Type 2 Diabetes
San Francisco Bay Area resident Patrick Totty writes about his experiences living with type 2 diabetes
See all posts »The Pattern Detectors, Part 2: Establishing a Test Pattern
Here is a series of steps I mentioned in my last blog for learning about your blood glucose patterns and how they are affected by diet, exercise, medications, and your own unique physiology.
Learn how to test yourself.
This means knowing how to draw blood for your meter to test. It also means learning to live with the minor pain that comes from pricking your fingers several times per day.
Modern technology can’t eliminate all of the pain of self-testing, but it has removed most of it. Track which of your fingers gives the most blood for the least effort, and experiment with depth settings on your lancet until you find the one that draws the most blood for the least sting.
Test yourself several times a day at set intervals.
You have to establish a pattern to detect a pattern. You can vary when you test and how much as you learn more about yourself and type 2, but four times daily is a good start:
- Fasting. After your nighttime sleep and before your breakfast. This is what your blood sugar level is like after several hours of no food. It gives you a baseline against which you can compare other figures.
- Two hours after breakfast. This lets you see how much your blood sugar spikes after a meal. Keep in mind that everybody’s blood sugar levels—diabetics’ and non-diabetics’—spike after a meal.
- Before dinner. This figure gives you a rough idea of what your levels are at the end of an active day.
- Two hours after dinner. The same as with breakfast, this figure lets you see how much you typically spike and gives you a rough idea of what level you’ll be going to bed with.
At this point, your main concern is to establish a habit of testing at set times and recording the results. Finding a pattern comes later.

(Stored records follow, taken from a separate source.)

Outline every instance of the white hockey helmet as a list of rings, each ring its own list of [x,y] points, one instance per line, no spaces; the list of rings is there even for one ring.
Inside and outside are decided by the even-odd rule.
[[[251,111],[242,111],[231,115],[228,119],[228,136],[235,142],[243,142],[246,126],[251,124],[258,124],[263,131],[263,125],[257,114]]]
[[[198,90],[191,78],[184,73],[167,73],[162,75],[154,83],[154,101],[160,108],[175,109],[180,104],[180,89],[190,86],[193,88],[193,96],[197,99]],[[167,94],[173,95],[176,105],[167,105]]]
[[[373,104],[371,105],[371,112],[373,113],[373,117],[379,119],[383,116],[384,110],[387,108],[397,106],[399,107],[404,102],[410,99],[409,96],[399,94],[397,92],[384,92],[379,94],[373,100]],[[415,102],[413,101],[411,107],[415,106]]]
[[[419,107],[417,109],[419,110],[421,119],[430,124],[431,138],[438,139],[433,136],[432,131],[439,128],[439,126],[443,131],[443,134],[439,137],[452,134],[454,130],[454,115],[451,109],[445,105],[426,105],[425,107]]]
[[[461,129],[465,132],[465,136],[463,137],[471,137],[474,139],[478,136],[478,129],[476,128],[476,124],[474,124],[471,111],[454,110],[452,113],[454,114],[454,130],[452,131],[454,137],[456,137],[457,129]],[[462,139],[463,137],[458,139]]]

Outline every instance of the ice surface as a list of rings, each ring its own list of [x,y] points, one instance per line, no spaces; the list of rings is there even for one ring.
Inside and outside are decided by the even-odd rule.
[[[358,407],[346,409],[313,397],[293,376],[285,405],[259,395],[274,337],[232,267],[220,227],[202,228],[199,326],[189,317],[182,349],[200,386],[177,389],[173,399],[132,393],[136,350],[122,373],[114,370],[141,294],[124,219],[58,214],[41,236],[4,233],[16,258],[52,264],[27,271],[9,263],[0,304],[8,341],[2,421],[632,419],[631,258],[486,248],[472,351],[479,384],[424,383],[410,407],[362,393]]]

Once you have a baseline of tests, begin introducing variables.
Assuming you’ve already begun taking medications, the two most basic variables you can control are food and exercise. For example, you can track differences between high-protein breakfasts of eggs and bacon and high-carb breakfasts of grains and fruit.
If you take a walk or bike ride after breakfast, you may want to see how it affects your post-breakfast reading. For some people, exercise drives down post-meal blood glucose levels, while for others it has a negligible effect. Again, you’re simply looking for your pattern, so this isn’t the point where you want to fret that vigorous exercise doesn’t lower your levels the way you want them to.
Taking variations into account means you may have to commit to more testing throughout the day.
You may want to add a post-lunch reading, or a mid-afternoon pre- or post-exercise reading.
Another variation is work. On-the-job stresses and exertions are different from what you experience on a holiday or weekend, so you have to look for a pattern there, too.
As you chart your pattern, your map, “My Day With Diabetes,” at first will look like one of those generic Google maps of California: a big outline with a few notable features listed. “My day’s” equivalents to San Francisco, Los Angeles, and the Sierra Nevada will be fasting, breakfast, workout, lunch, afternoon, post-dinner, etc.
With either map, as you focus more closely, the more valuable it becomes. You begin to see highways, parks, landmarks, major roads/blood sugar highs and lows, exercise frequency, food types. Both maps go from being big blanks to rich, detailed collections of information.
Take notes as you go along.
They may be questions, such as, “Unexpected high spike after breakfast. Extra two cups of coffee caused it?” or notations, “Ate small dinner, but had big spike.”
What you’re doing is honing your powers of observation and your willingness to theorize. Both help you stay engaged in learning about your type 2.
In the next installment, I’ll discuss how long you should pursue finding your pattern and what to do if it eludes you.